A few days ago, I was talking to a friend of mine about a mutual friend who had fallen from grace. I have talked about grace before, in the height of the pandemic grace is something that occupies my mind quite a bit. In today’s society when I think about grace, I think about how it so easy to fall from grace, but often very very hard to get up again.

This idea of getting up, or rising from this fall is something that for the last couple of months I have wondered about. What does a fall from grace look like, how does one fall and how do you begin to try to rise? These questions and other peppered my conversations in the last two weeks. I have been thinking about friends that have fallen from grace and I think about how they must feel, the shame, the sense of loss and the isolation that feels like.

Grace is something of an ethereal thing. It is something we possess, we receive and we give. You can’t truly define because it can show up in some many ways, but when you see grace you know it and feel it.

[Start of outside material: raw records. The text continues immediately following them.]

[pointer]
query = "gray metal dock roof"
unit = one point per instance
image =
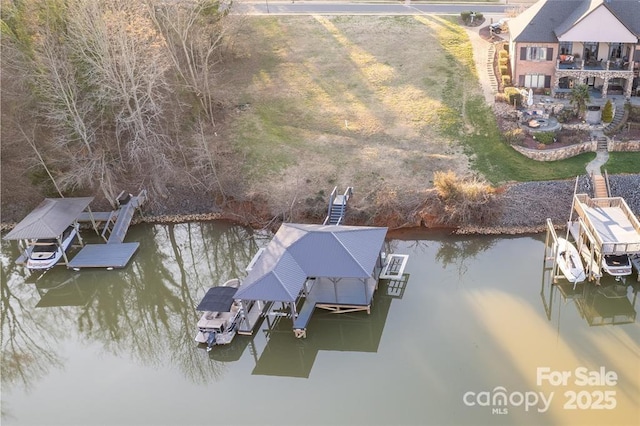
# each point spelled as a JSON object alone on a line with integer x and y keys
{"x": 49, "y": 219}
{"x": 298, "y": 251}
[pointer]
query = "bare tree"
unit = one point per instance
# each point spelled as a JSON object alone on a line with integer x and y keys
{"x": 195, "y": 32}
{"x": 123, "y": 56}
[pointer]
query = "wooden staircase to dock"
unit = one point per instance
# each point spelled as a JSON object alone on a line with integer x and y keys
{"x": 337, "y": 206}
{"x": 599, "y": 186}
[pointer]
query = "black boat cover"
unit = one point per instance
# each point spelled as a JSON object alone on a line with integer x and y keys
{"x": 218, "y": 299}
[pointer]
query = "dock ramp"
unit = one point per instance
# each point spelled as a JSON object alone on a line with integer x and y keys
{"x": 119, "y": 221}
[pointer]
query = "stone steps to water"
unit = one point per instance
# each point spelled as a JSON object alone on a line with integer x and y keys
{"x": 617, "y": 118}
{"x": 602, "y": 144}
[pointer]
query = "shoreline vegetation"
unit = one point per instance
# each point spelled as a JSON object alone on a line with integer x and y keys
{"x": 299, "y": 105}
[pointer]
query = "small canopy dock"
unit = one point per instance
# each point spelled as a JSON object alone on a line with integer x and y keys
{"x": 328, "y": 266}
{"x": 605, "y": 226}
{"x": 48, "y": 221}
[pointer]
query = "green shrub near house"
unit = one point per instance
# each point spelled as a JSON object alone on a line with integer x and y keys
{"x": 545, "y": 138}
{"x": 514, "y": 96}
{"x": 607, "y": 112}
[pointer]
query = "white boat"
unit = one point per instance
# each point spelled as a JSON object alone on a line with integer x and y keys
{"x": 221, "y": 315}
{"x": 45, "y": 253}
{"x": 569, "y": 261}
{"x": 616, "y": 265}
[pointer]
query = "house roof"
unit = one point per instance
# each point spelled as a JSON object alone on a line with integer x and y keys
{"x": 544, "y": 21}
{"x": 49, "y": 219}
{"x": 299, "y": 251}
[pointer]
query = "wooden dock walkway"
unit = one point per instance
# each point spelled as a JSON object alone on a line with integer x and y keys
{"x": 253, "y": 317}
{"x": 339, "y": 296}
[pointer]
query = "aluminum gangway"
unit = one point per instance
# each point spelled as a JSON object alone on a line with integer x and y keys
{"x": 119, "y": 221}
{"x": 115, "y": 253}
{"x": 337, "y": 206}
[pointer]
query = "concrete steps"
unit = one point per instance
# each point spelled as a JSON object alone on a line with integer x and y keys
{"x": 603, "y": 144}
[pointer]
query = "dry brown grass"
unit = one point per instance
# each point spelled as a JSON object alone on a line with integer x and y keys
{"x": 346, "y": 101}
{"x": 465, "y": 201}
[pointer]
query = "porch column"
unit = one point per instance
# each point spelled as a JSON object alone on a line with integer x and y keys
{"x": 556, "y": 84}
{"x": 629, "y": 86}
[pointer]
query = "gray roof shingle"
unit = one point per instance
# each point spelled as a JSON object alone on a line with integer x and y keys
{"x": 298, "y": 251}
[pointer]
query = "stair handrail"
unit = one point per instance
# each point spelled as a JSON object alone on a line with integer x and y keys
{"x": 606, "y": 182}
{"x": 348, "y": 193}
{"x": 331, "y": 197}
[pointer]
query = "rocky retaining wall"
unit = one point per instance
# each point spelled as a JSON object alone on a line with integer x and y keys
{"x": 626, "y": 146}
{"x": 556, "y": 153}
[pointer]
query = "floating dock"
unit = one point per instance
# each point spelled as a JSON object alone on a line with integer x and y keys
{"x": 115, "y": 253}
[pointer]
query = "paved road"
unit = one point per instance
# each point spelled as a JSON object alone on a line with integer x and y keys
{"x": 336, "y": 8}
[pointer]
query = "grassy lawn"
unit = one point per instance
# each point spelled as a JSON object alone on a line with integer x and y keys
{"x": 378, "y": 103}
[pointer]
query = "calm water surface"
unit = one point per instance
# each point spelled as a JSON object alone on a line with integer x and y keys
{"x": 477, "y": 335}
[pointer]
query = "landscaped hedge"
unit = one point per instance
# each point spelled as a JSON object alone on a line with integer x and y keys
{"x": 466, "y": 17}
{"x": 607, "y": 112}
{"x": 545, "y": 137}
{"x": 513, "y": 95}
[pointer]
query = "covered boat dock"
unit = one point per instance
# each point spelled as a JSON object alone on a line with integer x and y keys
{"x": 331, "y": 267}
{"x": 605, "y": 226}
{"x": 49, "y": 220}
{"x": 54, "y": 215}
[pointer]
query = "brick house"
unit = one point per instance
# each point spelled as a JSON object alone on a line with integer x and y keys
{"x": 556, "y": 44}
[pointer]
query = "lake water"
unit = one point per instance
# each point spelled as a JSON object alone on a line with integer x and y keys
{"x": 477, "y": 335}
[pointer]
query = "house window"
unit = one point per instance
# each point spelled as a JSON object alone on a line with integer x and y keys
{"x": 535, "y": 81}
{"x": 536, "y": 53}
{"x": 615, "y": 51}
{"x": 590, "y": 50}
{"x": 566, "y": 48}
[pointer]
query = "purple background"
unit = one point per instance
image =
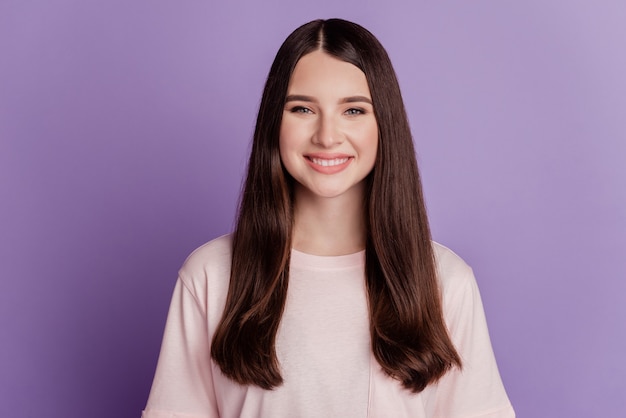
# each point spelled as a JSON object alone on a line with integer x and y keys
{"x": 124, "y": 132}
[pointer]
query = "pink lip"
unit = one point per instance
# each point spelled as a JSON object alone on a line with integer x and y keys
{"x": 328, "y": 163}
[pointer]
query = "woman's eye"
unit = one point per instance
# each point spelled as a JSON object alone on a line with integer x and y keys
{"x": 354, "y": 111}
{"x": 300, "y": 109}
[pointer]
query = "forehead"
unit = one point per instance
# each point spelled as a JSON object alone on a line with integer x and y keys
{"x": 319, "y": 71}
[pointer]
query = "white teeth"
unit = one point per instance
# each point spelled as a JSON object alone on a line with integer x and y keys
{"x": 329, "y": 163}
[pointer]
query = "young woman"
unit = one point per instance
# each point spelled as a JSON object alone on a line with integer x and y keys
{"x": 329, "y": 299}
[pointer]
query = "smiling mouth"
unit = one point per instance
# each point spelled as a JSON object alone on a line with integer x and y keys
{"x": 329, "y": 162}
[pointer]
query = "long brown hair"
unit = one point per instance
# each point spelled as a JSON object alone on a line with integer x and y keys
{"x": 408, "y": 333}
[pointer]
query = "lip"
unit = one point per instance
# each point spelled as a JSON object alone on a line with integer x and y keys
{"x": 328, "y": 163}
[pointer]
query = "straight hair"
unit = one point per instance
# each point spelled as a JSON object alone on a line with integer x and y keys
{"x": 409, "y": 337}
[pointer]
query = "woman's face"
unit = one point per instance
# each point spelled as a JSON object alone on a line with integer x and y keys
{"x": 329, "y": 135}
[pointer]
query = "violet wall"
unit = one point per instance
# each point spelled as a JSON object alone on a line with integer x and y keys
{"x": 124, "y": 132}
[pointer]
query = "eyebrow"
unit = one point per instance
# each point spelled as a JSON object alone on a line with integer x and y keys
{"x": 351, "y": 99}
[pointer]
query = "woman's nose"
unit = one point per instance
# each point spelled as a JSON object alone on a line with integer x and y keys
{"x": 327, "y": 133}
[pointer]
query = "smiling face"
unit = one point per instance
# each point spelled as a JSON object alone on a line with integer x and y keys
{"x": 328, "y": 135}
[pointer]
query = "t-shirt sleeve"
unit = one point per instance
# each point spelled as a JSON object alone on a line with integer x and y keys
{"x": 475, "y": 391}
{"x": 183, "y": 382}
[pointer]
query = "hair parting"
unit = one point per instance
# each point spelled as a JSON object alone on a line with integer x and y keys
{"x": 408, "y": 333}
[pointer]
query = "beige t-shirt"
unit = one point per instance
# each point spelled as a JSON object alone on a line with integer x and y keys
{"x": 323, "y": 347}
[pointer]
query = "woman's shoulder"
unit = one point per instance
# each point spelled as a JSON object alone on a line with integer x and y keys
{"x": 209, "y": 261}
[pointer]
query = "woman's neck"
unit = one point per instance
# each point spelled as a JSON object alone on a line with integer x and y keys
{"x": 329, "y": 226}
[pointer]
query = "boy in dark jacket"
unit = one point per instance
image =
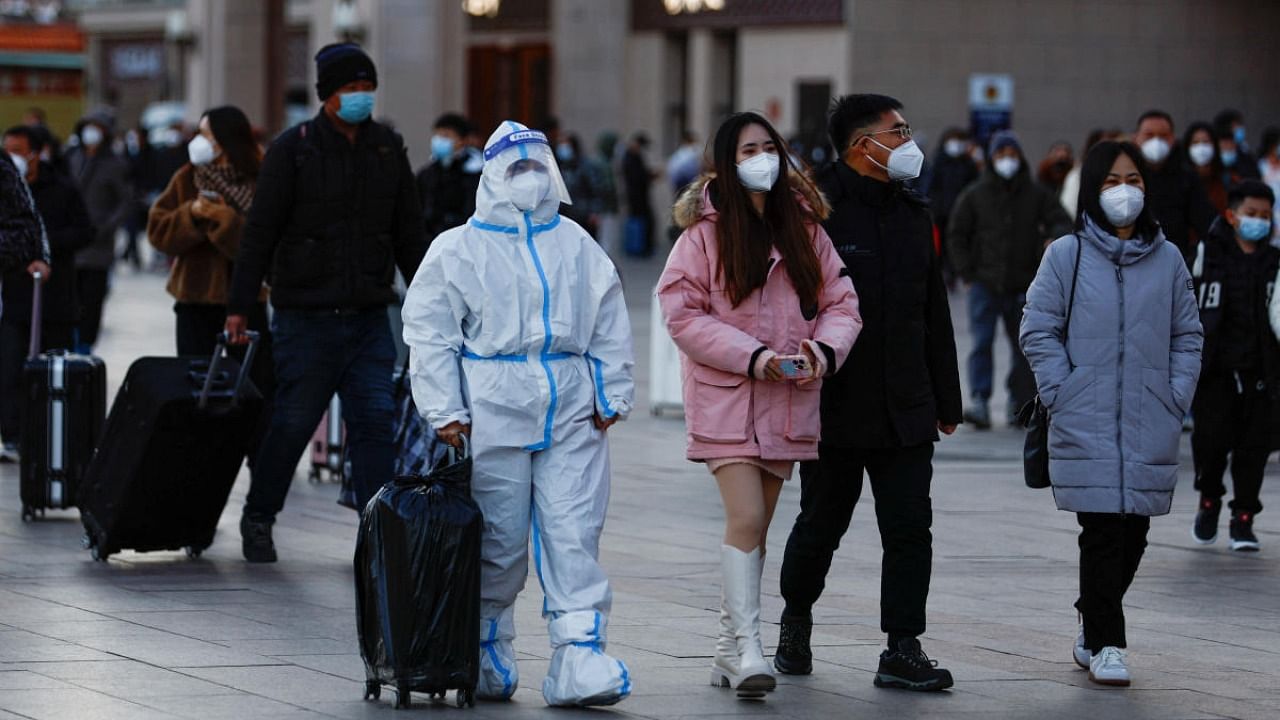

So it is very troubling to think that our grace is something we can lose. I don’t believe we can lose our grace. I think we can fall from our grace for sure and getting up after that fall can be very hard. However, I think if we really are remorseful and ready to rise again, though hard, this is achievable.

How do people get to this fall? For some or most people who fall, some traumas are so deep and are so scarring, that all the bearer often see is the pain. These lasting traumas also create a sense that we are not in control of our actions. We begin to experience life in this form of out of body experience where our pain takes over our hearts. We allow our hurts takes over and we begin to hurt others and we begin to live in that pain, we begin in that moment of pain and everything else cascades around it.

These deepening traumas trigger us so much that we forget that pain is temporary. And even though traumas run deep in the scars stay on our skin telling their story of pain. We can decide what story should be told. If it’s a story of pain or if it’s a story of grace. If it’s a story of how we lived in trauma. But walked through that trauma to the other side. The decision we make can allow us to show more grace because we understand what it is like to fall from it. I think that’s the reason people struggle to show grace to others because they just they themselves have never fallen from it. They haven’t understood the kind of trauma that leads to that kind of fall.

When people ask me what I learnt when the pandemic, or as people like to call it these days the Panasonic, is over: I want to be able to say I learned how to fall so I could learn to rise and help people rise too. I want to be able to say I tried to be better every day. I want to say that though there were traumas that felt like they would break me forever. I got up and I talked myself into getting up every day. I learned to show grace, I learned to receive grace and though I made many mistakes and I will keep on making mistakes as I go. I trusted myself to try to do better every day.

I think of the end of the day, that’s the best we can ask and all that the best we can ask of anyone. Traumas and all.